Con ogni probabilità, ciascuno di noi è perfettamente consapevole nel recarsi in macchina dal centro abitato di Contessa Entellina in uno dei borghi che insistono sul territorio, per dire a Roccella, che percorre una strada ed uno spazio che contestualmente è fisico, geografico, storico, amministrativo, rurale ed altro ancora. Con ogni probabilità l'Italia - cosí come oggi la percorriamo in treno o in auto - è rappresentabile in tante mappe nelle quali si possono circoscrivere vari ambiti. Altri innumerevoli se ne possono tracciare, siano essi storico-artistici, linguistici, istituzionali ecc., ma ciascun ambito risponde a una periodizzazione. L'ambiente geografico di cinquemila anni fa era verosimilmente simile a quello del 2026, non cosí quello degli insediamenti e dei quadri ambientali. Ogni ambito, ogni contesto territoriale possiede, ovviamente, una sua cronologia.
La storia è disciplina eminentemente narrativa, cosí come la geografia - si suol dire dal tempo di Tolomeo - è invece disciplina eminentemente descrittiva: per quanto diverse possano esser queste due letture esse rispondono a un diverso modo di osservare la realtà, di pensare a essa e, dunque, di interpretarla.

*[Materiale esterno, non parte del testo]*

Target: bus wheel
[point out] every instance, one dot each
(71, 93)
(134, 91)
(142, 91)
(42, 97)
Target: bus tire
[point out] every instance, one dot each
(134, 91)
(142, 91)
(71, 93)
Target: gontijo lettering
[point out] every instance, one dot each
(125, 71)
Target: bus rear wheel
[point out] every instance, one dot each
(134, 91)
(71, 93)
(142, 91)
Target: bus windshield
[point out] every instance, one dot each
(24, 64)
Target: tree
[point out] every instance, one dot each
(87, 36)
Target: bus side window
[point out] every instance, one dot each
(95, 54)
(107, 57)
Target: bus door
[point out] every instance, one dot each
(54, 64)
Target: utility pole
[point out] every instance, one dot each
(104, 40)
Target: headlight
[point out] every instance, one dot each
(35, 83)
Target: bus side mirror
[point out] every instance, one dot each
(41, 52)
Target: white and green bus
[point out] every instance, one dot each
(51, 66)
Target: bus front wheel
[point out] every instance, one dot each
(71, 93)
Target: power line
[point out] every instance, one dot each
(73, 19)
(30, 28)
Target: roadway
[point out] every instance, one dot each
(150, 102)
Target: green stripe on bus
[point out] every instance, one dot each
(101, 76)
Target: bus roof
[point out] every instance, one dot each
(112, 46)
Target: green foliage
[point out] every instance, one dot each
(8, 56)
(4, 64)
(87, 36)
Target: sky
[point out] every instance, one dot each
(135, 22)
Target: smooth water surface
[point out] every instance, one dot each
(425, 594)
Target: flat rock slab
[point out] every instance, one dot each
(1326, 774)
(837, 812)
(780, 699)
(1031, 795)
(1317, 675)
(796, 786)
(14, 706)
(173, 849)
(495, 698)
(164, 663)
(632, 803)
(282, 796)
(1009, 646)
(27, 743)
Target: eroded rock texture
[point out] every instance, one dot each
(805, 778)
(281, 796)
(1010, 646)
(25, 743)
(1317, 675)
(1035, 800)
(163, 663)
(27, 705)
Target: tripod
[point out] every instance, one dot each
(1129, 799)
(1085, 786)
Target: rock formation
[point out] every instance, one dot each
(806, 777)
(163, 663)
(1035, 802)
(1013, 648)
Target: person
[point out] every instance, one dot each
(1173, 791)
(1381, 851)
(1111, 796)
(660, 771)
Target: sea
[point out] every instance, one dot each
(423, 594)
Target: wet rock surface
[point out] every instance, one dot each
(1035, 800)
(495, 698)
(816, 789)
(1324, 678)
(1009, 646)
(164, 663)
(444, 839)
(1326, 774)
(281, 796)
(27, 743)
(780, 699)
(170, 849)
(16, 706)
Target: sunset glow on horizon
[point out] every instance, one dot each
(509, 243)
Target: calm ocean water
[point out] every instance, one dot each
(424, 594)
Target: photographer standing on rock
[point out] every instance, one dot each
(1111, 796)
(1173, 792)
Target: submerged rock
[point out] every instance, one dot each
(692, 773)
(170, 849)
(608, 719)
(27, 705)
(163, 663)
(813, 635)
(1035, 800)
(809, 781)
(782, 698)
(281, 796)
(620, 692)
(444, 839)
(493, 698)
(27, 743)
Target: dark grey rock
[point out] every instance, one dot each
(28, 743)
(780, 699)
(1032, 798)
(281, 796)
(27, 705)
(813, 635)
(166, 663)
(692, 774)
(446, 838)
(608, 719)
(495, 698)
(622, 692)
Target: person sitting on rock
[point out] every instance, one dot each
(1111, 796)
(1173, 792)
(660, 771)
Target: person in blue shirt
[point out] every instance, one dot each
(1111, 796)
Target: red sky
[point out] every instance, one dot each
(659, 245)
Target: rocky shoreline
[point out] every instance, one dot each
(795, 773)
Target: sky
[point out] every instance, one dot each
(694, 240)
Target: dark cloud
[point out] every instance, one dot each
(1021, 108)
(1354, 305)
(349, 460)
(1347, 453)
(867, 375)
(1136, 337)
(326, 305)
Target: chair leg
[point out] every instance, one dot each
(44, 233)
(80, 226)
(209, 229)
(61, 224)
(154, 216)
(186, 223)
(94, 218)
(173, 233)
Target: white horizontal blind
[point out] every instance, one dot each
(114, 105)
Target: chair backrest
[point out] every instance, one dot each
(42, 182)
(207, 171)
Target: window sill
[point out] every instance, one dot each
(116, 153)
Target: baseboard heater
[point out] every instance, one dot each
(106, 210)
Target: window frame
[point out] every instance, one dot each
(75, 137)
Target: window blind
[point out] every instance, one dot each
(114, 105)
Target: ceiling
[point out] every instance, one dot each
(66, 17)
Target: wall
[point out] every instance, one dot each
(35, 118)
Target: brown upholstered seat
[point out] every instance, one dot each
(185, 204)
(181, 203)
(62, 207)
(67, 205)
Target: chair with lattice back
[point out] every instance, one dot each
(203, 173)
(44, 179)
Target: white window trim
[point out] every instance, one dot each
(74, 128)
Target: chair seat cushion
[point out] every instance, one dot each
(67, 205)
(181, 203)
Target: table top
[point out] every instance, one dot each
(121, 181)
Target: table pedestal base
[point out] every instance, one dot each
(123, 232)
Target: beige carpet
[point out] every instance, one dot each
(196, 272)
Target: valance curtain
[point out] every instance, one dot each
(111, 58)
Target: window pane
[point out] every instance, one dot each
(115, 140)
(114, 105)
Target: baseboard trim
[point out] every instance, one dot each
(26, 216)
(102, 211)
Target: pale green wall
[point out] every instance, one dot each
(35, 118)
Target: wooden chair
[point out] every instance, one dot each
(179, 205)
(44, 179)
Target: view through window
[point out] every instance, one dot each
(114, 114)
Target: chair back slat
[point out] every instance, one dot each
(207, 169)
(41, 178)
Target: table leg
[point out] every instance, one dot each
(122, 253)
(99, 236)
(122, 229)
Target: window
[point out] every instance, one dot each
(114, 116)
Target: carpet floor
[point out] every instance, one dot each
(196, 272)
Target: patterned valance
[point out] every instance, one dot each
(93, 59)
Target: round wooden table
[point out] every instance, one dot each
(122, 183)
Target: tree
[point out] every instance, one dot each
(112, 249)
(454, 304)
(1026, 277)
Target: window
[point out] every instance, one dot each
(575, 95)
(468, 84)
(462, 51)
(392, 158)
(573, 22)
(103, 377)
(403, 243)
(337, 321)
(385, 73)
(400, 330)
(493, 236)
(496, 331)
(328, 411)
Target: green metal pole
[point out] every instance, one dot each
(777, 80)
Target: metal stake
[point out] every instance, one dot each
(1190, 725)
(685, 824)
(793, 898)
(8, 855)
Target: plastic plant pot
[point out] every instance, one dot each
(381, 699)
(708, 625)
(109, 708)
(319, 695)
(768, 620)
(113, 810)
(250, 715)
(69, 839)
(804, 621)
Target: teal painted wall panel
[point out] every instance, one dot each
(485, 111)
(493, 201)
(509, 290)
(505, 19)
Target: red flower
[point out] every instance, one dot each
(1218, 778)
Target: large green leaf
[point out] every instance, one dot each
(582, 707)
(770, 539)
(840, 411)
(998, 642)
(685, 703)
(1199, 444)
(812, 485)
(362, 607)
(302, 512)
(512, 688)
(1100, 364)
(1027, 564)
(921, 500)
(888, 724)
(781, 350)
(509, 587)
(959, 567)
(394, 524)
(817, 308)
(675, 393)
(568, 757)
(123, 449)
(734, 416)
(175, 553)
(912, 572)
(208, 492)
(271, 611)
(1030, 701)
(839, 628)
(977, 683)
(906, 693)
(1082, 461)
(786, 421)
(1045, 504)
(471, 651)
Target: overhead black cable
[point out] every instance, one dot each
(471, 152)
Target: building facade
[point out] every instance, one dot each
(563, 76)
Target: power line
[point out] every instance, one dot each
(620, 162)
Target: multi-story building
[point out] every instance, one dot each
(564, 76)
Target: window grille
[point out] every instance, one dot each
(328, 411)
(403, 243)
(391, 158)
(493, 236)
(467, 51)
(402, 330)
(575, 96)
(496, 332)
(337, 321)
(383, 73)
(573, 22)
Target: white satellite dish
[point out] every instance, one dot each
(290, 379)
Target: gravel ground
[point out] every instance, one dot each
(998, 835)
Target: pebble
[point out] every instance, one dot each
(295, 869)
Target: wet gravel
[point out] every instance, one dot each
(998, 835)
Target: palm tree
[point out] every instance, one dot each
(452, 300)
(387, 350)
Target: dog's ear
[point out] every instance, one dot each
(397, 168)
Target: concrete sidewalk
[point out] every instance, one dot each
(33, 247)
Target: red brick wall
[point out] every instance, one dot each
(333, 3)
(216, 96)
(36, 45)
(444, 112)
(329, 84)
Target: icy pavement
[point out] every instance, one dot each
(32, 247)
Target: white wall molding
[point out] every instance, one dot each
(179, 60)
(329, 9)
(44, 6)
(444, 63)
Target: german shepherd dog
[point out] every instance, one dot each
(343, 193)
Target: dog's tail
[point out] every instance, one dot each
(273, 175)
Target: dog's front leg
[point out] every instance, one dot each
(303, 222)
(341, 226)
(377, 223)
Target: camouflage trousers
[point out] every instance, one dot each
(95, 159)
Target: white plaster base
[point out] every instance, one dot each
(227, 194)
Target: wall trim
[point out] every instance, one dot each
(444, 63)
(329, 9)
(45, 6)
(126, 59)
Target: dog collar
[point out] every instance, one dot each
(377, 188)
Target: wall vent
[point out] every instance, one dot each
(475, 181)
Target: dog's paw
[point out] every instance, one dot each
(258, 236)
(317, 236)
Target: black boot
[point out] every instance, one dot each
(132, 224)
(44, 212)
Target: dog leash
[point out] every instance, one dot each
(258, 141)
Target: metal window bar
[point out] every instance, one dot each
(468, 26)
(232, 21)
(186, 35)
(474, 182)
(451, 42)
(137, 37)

Quando si affronta il tema dell'organizzazione del territorio la prima questione su cui riflettere è la sua particolarità: ovvero che l'habitat è un sistema la cui costruzione - per quanto sia riferibile a uomini o a principi, a comunità monastiche, a famiglie titolate o a classi sociali - non è mai risolta una volta per tutte in una periodizzazione che si riferisca al nome di un sovrano, di un feudatario, di una data comunità storicamente connotata. Perché ogni insediamento ha un suo precedente e un suo successivo strato di interventi. La trasformazione di un territorio è un processo continuo e, in quanto tale, processo sempre in atto.